MFN2 is a large membrane protein with numerous cellular functions. Its original and most widely recognized function is to catalyze the homotypic fusion of outer mitochondrial membranes (Chen et al., 2003). It also either positively (de Brito & Scorrano, 2008; Naon et al., 2016) or negatively (Cosson, Marchetti, Ravazzola, & Orci, 2012; Filadi et al., 2015) regulates mitochondria-ER contact sites and may interact with motor adaptors in vertebrates (A. Misko et al., 2010; A. L. Misko et al., 2012). Therefore, the interpretation of phenotypes resulting from constitutive knockouts or even acute KD experiments, as done here, should be made with caution. Regardless, these experiments are essential to begin to understand the role of mitochondrial complementation (fusion) in supporting the axonal mitochondrial network and the physiology of the axon. More acute methods, to disrupt this membrane bound protein, will further clarify its role in presynaptic physiology. Additionally, it will also be important to selectively disrupt motifs or domains in MFN2. Acute and domain specific disruption of function can be implemented with a tool like knockoff (Vevea & Chapman, 2020). The topology of MFN2 is also debated, it is anchored either by a double (Rojo, Legros, Chateau, & Lombes, 2002) or single (Mattie, Riemer, Wideman, & McBride, 2018) transmembrane domain. Experiments based on the knockoff approach could shed additional light on this topology. Moreover, a surprising result from our experiments is the stark decreased expression of PSD95 in MFN2 KD neurons. An interesting question is whether this effect is mediated by pre- or postsynaptic mitochondria; compartment specific knockoff could be used to address this issue.
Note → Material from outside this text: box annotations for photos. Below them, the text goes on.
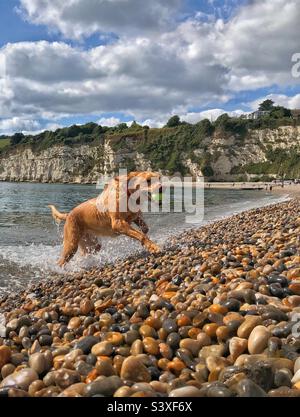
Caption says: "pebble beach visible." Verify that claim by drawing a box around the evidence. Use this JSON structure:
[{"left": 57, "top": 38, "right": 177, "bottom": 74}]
[{"left": 0, "top": 198, "right": 300, "bottom": 398}]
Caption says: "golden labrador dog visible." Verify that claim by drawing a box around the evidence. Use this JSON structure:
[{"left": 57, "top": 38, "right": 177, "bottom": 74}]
[{"left": 49, "top": 172, "right": 162, "bottom": 266}]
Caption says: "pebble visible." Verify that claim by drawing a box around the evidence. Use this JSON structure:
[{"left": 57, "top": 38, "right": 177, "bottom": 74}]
[
  {"left": 0, "top": 346, "right": 11, "bottom": 370},
  {"left": 248, "top": 326, "right": 271, "bottom": 355},
  {"left": 91, "top": 342, "right": 113, "bottom": 356},
  {"left": 28, "top": 352, "right": 47, "bottom": 375},
  {"left": 84, "top": 376, "right": 122, "bottom": 397},
  {"left": 0, "top": 368, "right": 39, "bottom": 391},
  {"left": 0, "top": 200, "right": 300, "bottom": 398},
  {"left": 169, "top": 386, "right": 202, "bottom": 398},
  {"left": 120, "top": 356, "right": 151, "bottom": 382}
]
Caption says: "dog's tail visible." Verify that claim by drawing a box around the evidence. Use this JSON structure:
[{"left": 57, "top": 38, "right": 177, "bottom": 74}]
[{"left": 48, "top": 205, "right": 68, "bottom": 223}]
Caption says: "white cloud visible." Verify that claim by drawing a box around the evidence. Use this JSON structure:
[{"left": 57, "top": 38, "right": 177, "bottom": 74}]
[
  {"left": 249, "top": 94, "right": 300, "bottom": 110},
  {"left": 0, "top": 0, "right": 300, "bottom": 133},
  {"left": 19, "top": 0, "right": 182, "bottom": 39},
  {"left": 0, "top": 117, "right": 41, "bottom": 134},
  {"left": 97, "top": 117, "right": 122, "bottom": 127},
  {"left": 218, "top": 0, "right": 300, "bottom": 91}
]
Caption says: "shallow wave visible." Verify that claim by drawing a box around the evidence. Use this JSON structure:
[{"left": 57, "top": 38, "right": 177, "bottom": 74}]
[{"left": 0, "top": 195, "right": 289, "bottom": 295}]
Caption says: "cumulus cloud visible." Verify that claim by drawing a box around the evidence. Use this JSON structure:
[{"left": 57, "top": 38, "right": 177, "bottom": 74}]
[
  {"left": 19, "top": 0, "right": 182, "bottom": 39},
  {"left": 97, "top": 117, "right": 122, "bottom": 127},
  {"left": 0, "top": 0, "right": 300, "bottom": 133},
  {"left": 0, "top": 117, "right": 41, "bottom": 134}
]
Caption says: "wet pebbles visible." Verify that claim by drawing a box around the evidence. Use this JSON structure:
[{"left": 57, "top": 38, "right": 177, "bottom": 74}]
[{"left": 0, "top": 200, "right": 300, "bottom": 398}]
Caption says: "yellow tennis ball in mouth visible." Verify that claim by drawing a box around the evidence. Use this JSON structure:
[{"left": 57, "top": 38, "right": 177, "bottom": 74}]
[{"left": 151, "top": 193, "right": 162, "bottom": 202}]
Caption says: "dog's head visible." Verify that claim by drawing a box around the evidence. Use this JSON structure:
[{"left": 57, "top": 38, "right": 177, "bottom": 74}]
[{"left": 115, "top": 171, "right": 163, "bottom": 201}]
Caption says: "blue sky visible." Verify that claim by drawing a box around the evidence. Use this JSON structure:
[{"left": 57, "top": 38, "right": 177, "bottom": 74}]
[{"left": 0, "top": 0, "right": 300, "bottom": 134}]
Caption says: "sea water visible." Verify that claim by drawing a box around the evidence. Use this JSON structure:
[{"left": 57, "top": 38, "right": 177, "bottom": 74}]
[{"left": 0, "top": 182, "right": 285, "bottom": 296}]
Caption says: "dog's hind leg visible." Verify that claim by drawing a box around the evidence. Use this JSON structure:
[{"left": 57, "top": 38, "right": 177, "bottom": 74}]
[
  {"left": 58, "top": 216, "right": 82, "bottom": 267},
  {"left": 79, "top": 233, "right": 101, "bottom": 256}
]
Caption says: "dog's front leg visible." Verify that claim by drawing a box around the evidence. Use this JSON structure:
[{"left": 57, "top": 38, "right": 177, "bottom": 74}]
[{"left": 112, "top": 219, "right": 160, "bottom": 253}]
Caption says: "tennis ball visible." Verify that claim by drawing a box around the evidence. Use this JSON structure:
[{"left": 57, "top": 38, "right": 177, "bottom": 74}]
[{"left": 152, "top": 193, "right": 162, "bottom": 202}]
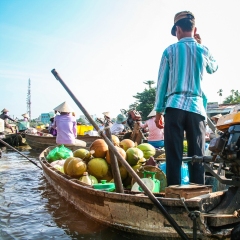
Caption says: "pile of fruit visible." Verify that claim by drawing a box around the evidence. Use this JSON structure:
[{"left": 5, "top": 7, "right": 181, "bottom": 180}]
[{"left": 48, "top": 135, "right": 156, "bottom": 187}]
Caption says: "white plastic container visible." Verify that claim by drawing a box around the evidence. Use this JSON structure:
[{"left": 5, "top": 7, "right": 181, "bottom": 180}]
[{"left": 0, "top": 119, "right": 4, "bottom": 132}]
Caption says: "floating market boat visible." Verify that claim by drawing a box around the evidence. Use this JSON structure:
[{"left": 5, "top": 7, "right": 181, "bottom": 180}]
[
  {"left": 0, "top": 132, "right": 27, "bottom": 147},
  {"left": 25, "top": 133, "right": 101, "bottom": 150},
  {"left": 39, "top": 145, "right": 239, "bottom": 239}
]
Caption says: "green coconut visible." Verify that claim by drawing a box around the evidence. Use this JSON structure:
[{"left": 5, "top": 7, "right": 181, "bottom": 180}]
[
  {"left": 126, "top": 147, "right": 143, "bottom": 166},
  {"left": 137, "top": 143, "right": 156, "bottom": 159},
  {"left": 87, "top": 158, "right": 108, "bottom": 179}
]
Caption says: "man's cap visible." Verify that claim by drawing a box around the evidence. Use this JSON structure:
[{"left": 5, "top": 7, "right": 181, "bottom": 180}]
[
  {"left": 22, "top": 113, "right": 29, "bottom": 118},
  {"left": 148, "top": 109, "right": 156, "bottom": 117},
  {"left": 116, "top": 114, "right": 127, "bottom": 124},
  {"left": 211, "top": 113, "right": 222, "bottom": 120},
  {"left": 2, "top": 108, "right": 9, "bottom": 112},
  {"left": 53, "top": 102, "right": 74, "bottom": 112},
  {"left": 103, "top": 112, "right": 111, "bottom": 118},
  {"left": 171, "top": 11, "right": 195, "bottom": 36}
]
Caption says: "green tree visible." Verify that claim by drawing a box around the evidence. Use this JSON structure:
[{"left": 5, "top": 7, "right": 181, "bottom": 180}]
[
  {"left": 217, "top": 89, "right": 223, "bottom": 103},
  {"left": 223, "top": 89, "right": 240, "bottom": 104},
  {"left": 77, "top": 118, "right": 87, "bottom": 125},
  {"left": 129, "top": 87, "right": 156, "bottom": 120}
]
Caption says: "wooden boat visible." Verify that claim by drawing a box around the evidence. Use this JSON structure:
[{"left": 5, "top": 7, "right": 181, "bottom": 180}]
[
  {"left": 39, "top": 148, "right": 239, "bottom": 239},
  {"left": 25, "top": 133, "right": 101, "bottom": 150},
  {"left": 0, "top": 133, "right": 26, "bottom": 147}
]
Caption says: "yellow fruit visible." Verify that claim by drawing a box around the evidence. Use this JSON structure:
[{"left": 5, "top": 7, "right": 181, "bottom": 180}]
[
  {"left": 119, "top": 166, "right": 128, "bottom": 180},
  {"left": 87, "top": 158, "right": 108, "bottom": 180},
  {"left": 97, "top": 168, "right": 113, "bottom": 182},
  {"left": 90, "top": 139, "right": 108, "bottom": 158},
  {"left": 67, "top": 157, "right": 87, "bottom": 178},
  {"left": 119, "top": 139, "right": 135, "bottom": 152},
  {"left": 112, "top": 135, "right": 120, "bottom": 147},
  {"left": 73, "top": 148, "right": 91, "bottom": 161}
]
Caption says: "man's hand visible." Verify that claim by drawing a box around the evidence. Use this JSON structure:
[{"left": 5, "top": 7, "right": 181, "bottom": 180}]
[
  {"left": 194, "top": 33, "right": 202, "bottom": 44},
  {"left": 155, "top": 112, "right": 163, "bottom": 129}
]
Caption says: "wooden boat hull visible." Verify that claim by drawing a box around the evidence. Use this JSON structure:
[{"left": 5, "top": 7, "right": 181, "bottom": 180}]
[
  {"left": 0, "top": 133, "right": 26, "bottom": 147},
  {"left": 25, "top": 133, "right": 100, "bottom": 150},
  {"left": 39, "top": 147, "right": 235, "bottom": 239}
]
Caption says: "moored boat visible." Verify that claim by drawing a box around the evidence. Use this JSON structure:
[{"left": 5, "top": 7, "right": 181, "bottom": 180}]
[
  {"left": 39, "top": 148, "right": 239, "bottom": 239},
  {"left": 25, "top": 133, "right": 100, "bottom": 150}
]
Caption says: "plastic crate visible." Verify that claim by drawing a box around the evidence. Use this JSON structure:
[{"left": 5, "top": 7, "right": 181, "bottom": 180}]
[{"left": 18, "top": 121, "right": 29, "bottom": 131}]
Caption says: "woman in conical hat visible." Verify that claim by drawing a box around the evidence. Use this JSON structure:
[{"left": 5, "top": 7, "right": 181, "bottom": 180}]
[
  {"left": 110, "top": 114, "right": 127, "bottom": 135},
  {"left": 53, "top": 102, "right": 87, "bottom": 147},
  {"left": 140, "top": 109, "right": 164, "bottom": 148},
  {"left": 22, "top": 113, "right": 29, "bottom": 122},
  {"left": 211, "top": 113, "right": 222, "bottom": 124}
]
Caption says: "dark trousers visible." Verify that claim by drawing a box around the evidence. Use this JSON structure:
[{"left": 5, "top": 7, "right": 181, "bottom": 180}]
[{"left": 164, "top": 108, "right": 205, "bottom": 186}]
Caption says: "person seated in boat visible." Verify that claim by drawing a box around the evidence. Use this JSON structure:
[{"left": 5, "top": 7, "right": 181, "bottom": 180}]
[
  {"left": 137, "top": 110, "right": 164, "bottom": 148},
  {"left": 0, "top": 108, "right": 17, "bottom": 133},
  {"left": 110, "top": 114, "right": 127, "bottom": 135},
  {"left": 53, "top": 102, "right": 87, "bottom": 147},
  {"left": 22, "top": 113, "right": 29, "bottom": 122}
]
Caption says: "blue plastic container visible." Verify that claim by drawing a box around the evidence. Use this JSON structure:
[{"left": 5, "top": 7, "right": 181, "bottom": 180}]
[{"left": 159, "top": 162, "right": 189, "bottom": 185}]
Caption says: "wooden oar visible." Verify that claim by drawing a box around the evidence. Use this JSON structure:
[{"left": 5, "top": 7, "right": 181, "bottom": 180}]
[
  {"left": 0, "top": 139, "right": 42, "bottom": 169},
  {"left": 51, "top": 69, "right": 189, "bottom": 239}
]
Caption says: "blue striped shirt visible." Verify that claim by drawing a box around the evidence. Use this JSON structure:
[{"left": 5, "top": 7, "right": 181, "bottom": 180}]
[{"left": 155, "top": 37, "right": 218, "bottom": 117}]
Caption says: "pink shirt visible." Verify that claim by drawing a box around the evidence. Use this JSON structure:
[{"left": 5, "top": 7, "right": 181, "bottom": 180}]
[
  {"left": 53, "top": 114, "right": 77, "bottom": 144},
  {"left": 140, "top": 117, "right": 164, "bottom": 141}
]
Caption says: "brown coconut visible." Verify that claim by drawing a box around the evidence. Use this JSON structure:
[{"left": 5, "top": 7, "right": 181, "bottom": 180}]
[{"left": 90, "top": 139, "right": 108, "bottom": 158}]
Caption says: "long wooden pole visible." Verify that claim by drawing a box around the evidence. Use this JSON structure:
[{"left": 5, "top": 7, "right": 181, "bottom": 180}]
[
  {"left": 51, "top": 69, "right": 188, "bottom": 240},
  {"left": 0, "top": 139, "right": 42, "bottom": 169}
]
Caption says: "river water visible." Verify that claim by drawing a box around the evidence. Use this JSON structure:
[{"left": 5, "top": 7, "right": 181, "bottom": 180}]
[{"left": 0, "top": 148, "right": 152, "bottom": 240}]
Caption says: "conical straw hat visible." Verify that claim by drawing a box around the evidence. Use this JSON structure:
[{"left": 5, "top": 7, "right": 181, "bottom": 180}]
[
  {"left": 103, "top": 112, "right": 111, "bottom": 118},
  {"left": 211, "top": 113, "right": 222, "bottom": 119},
  {"left": 22, "top": 113, "right": 29, "bottom": 118},
  {"left": 148, "top": 109, "right": 156, "bottom": 117},
  {"left": 2, "top": 108, "right": 9, "bottom": 112},
  {"left": 53, "top": 102, "right": 74, "bottom": 112}
]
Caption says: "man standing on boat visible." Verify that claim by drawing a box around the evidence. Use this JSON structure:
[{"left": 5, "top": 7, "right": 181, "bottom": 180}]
[
  {"left": 0, "top": 108, "right": 17, "bottom": 133},
  {"left": 155, "top": 11, "right": 218, "bottom": 185}
]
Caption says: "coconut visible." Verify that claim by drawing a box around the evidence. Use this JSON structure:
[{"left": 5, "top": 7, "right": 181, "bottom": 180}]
[
  {"left": 106, "top": 146, "right": 127, "bottom": 164},
  {"left": 137, "top": 143, "right": 156, "bottom": 159},
  {"left": 67, "top": 157, "right": 87, "bottom": 178},
  {"left": 132, "top": 163, "right": 142, "bottom": 173},
  {"left": 112, "top": 135, "right": 120, "bottom": 147},
  {"left": 90, "top": 139, "right": 108, "bottom": 158},
  {"left": 119, "top": 139, "right": 135, "bottom": 152},
  {"left": 87, "top": 158, "right": 108, "bottom": 180},
  {"left": 126, "top": 147, "right": 143, "bottom": 166},
  {"left": 63, "top": 157, "right": 74, "bottom": 174},
  {"left": 97, "top": 168, "right": 113, "bottom": 182},
  {"left": 119, "top": 166, "right": 128, "bottom": 180},
  {"left": 73, "top": 148, "right": 93, "bottom": 161},
  {"left": 79, "top": 175, "right": 98, "bottom": 185}
]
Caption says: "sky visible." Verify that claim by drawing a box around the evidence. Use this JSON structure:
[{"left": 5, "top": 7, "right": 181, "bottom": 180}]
[{"left": 0, "top": 0, "right": 240, "bottom": 118}]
Exciting questions remain as to the fundamental signals that govern the maintenance and QC of the axonal mitochondrial network. A large body of research revealed that loss of ΔΨ_m marks a mitochondrion for degredation, and it is unable to rejoin the network (Pickles, Vigie, & Youle, 2018), but what is the signal that identifies a mitochondrion for a complementation event? How are mitochondrial fusion and fission events linked? MFN2 itself is sensitive to ROS and may provide an elegant mechanism to preferentially activate the fusion machinery (Mattie et al., 2018; Shutt, Geoffrion, Milne, & McBride, 2012). Furthermore, how are mitochondria selected for axonal versus dendritic egress from the soma? Is there a QC step at this early stage in trafficking? What are some of the damage markers that build up over time, and can they be influenced? To address these questions, methods that facilitate the rapid isolation of naturally damaged or aged mitochondria from the axon need to be developed. These questions are important for understanding mitochondrial quality control mechanisms and how they support the SV cycle and neuronal health.